In recently filed documents, Ansar stated that the Cochrane property could be developed, subject to zoning approval, for “commercial, retail, hotel/motel lodging, an entertainment complex and country residential estate homes (on three to four acre lots).”
It was appraised in 2009 at $3.15 million.
Ansar also owns the “Bighill Property,” a 149-acre holding situation 4.5 miles north of Calgary. Also categorized as ranch and farm district, it would need rezoning approval for other uses which the company states could include “Highway Commercial, Light Industrial and country residential estate homes (on three to four acre lots).”
It was assessed in 2009 as a $2.3-million property.
Strathmore-3B, a 160-acre rural site located between Chestemere and Strathmore, would require rezoning for development.
Ansar noted that the site, valued at $3.6 million in 2009, could be used for “commercial, light industrial and, at the front of the property, country residential estate homes on three- to four-acre lots, or, at the rear of the property, single-family and multi-family urban residential lots.”
It noted a subdivision for highway commercial and light industrial has already been approved on nearby property and work on that property is already underway.
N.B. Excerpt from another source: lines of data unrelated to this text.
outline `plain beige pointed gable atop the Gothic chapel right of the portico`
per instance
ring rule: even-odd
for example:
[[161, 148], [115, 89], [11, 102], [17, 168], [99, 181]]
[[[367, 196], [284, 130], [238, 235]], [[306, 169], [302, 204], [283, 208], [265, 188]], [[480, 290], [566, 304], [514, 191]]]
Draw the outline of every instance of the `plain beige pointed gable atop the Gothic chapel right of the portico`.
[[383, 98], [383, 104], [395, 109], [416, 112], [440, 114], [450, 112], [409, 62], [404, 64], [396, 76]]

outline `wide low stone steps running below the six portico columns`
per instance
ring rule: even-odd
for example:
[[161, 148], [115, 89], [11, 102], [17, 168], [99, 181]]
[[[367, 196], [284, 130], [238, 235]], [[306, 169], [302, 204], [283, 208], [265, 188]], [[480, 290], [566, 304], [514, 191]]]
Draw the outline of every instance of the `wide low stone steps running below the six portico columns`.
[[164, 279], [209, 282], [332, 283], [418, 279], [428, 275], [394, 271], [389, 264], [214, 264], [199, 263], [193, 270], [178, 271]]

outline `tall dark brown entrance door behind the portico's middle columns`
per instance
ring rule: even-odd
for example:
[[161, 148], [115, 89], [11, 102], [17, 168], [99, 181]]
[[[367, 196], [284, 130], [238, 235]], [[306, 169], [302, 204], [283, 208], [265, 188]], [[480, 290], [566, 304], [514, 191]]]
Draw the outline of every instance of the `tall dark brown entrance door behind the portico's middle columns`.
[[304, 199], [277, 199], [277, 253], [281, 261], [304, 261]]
The Grand Prairie Property, 148 acres at the city limits of Grand Prairie, is zoned for agricultural use but with approvals could be used for commercial, retail, health related medical and/or professional offices, residential single and multi-family dwellings as well as high-rise apartments.
The company notes that numerous new subdivisions in the immediate area have already been approved, including a major hospital. The property was assessed at $2.2 million in 2009.